Boeing Co. (BA) expects orders from Chinese airlines to account for around 40% of its forecast of 8,960 commercial jet orders from Asia over the next 20 years, a senior Boeing executive said Wednesday. ( zyakaira niotes: this estimate is already 2 years behind, with all this heave ho on, and no aircrafts having sold)

Randy Tinseth, Boeing’s vice president of marketing for its commercial aircraft division, told this WSJ report that China will grow at 8.6%, NA at 2.5% and the intra-Europe market to grow 3.4% annually, as measured in revenue passenger kilometers, a key metric for gauging passenger revenue.

Tinseth said the recent economic downturn has prompted some airlines to defer deliveries of new aircraft. For 2008, Boeing recorded 100 deferrals, mostly from North American customers.

Tinseth said the number of deferrals this year is “something greater than” the 2008 number, but declined to elaborate. The Energy news here is courtesy TheDeal and silobreaker

State Money

While state-owned China Development Bank financed CNPC, the $300 billion China Investment Corp (SWF) is moving in to purchase distressed real estate in the US with the help of the US government

Commodity Derivatives and the excessive lending

Meanwhile Foreign banks continued to suffer in China and probably move faster to N11 and North American Markets as Chinese Aviation and Oil companies continued to threaten 100% default on Commodity derivatives because prices have dropped sharply and new loan growth has slowed down after a state wide change in policy closing down the long term fund window on stimulus and planning to save its economy from spiralling bad debt

Other MNCs like Unilever continue to plan far a longer innings at the cost of profits according to the new Chinese edition of WSJ

AIG’s Taiwan Life Unit

zyakaira notes: The Taiwan Life unit: The recent laundry list of asset sales planned by AIG see here continues to find conflict of interest in almost each of its deals, as AIG remains the buck stopper of the entire industry’s claims good or bad..

Bloomberg reports that Morgan Stanley’s (NYSE:MS) private equity fund pulled out of the bidding group Chinatrust Financial Holding Co. is leading. So is Chinatrust still in the bidding?

The sale of the unit is expected to bring in about $2 billion, but it could have trouble hitting that price target as the unit is under as much financial pressure as its parent. Nan Shan was forced to raise $1.45 billion in a rights offer last year to avoid slipping below a regulatory capital requirement as unprofitable policies eroded its reserves.

So who else is in the bidding for the unit?

Carlyle Group, which joined Fubon Financial Holding Co.

Cathay Financial Holding Co.

China Strategic Holdings Ltd. may have joined Primus Financial Holdings Ltd.

Binding offers are due for submission on Aug. 28, according to the reports. – Maria Woehr

via Morgan Stanley, ChinaTrust to drop AIG unit bid? (Dealscape – Private capital).

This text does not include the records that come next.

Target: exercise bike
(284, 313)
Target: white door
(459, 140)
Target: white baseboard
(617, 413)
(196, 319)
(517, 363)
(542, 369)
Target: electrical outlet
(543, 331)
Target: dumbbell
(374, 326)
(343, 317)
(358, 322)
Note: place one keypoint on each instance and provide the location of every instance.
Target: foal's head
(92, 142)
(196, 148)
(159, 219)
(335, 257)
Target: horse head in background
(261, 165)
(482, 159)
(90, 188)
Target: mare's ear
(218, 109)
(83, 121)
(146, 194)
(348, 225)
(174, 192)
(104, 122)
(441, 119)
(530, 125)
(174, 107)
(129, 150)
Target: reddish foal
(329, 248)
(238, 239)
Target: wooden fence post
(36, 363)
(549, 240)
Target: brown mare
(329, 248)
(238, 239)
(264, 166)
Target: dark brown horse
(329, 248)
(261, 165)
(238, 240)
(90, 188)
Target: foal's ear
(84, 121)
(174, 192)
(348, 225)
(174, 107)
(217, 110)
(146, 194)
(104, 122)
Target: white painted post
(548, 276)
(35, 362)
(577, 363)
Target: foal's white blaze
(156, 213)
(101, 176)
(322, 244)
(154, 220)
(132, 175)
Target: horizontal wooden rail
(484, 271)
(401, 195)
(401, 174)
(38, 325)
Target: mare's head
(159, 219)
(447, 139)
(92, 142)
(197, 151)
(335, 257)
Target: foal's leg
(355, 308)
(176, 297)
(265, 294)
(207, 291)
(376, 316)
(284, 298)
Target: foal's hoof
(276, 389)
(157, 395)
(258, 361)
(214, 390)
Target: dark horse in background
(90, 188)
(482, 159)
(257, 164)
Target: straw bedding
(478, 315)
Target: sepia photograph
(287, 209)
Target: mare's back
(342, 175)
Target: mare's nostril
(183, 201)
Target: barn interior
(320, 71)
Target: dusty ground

AIG sells fast to make $80b

AIG (used earlier)AIG is in quite a turn having to sell most of its profitable Asian and other International Insurance and Investment Management Businesses ( also see here)

While it announced the division of its businesses into AIA + Alico in Life in Asia, Chartis for Property & Casualty and the Domestic US insurer, it has not gone much further. Till date it has sold the following:

1. Energy & Infrastructure Assets for $1.9 billion : A power generation plant operated by First Energy, a tax equity interest in a Texas wind farm and two lease equity interests in rail car portfolios. Earlier the AIG financial products unit sold an interest in Tenaska Marketing Ventures, its interest in two volumetric production payment transactions and its stake in three Spanish solar power plants

2. Hong Kong based Consumer Finance Unit for $627 million

3. AIG Systems Solution, its IT Outsourcing Unit sold to Mphasis (800 staff would have easily netted $35-50 million but not more than $75 million with all premium) which is likely small change of Rs 225 crores

4. It has earlier sold its Canadian Life subsidiary for $308 million and its Aircraftleasing business ILFC is expected to fetch less than $2.2 billion (assets worth $7 billion)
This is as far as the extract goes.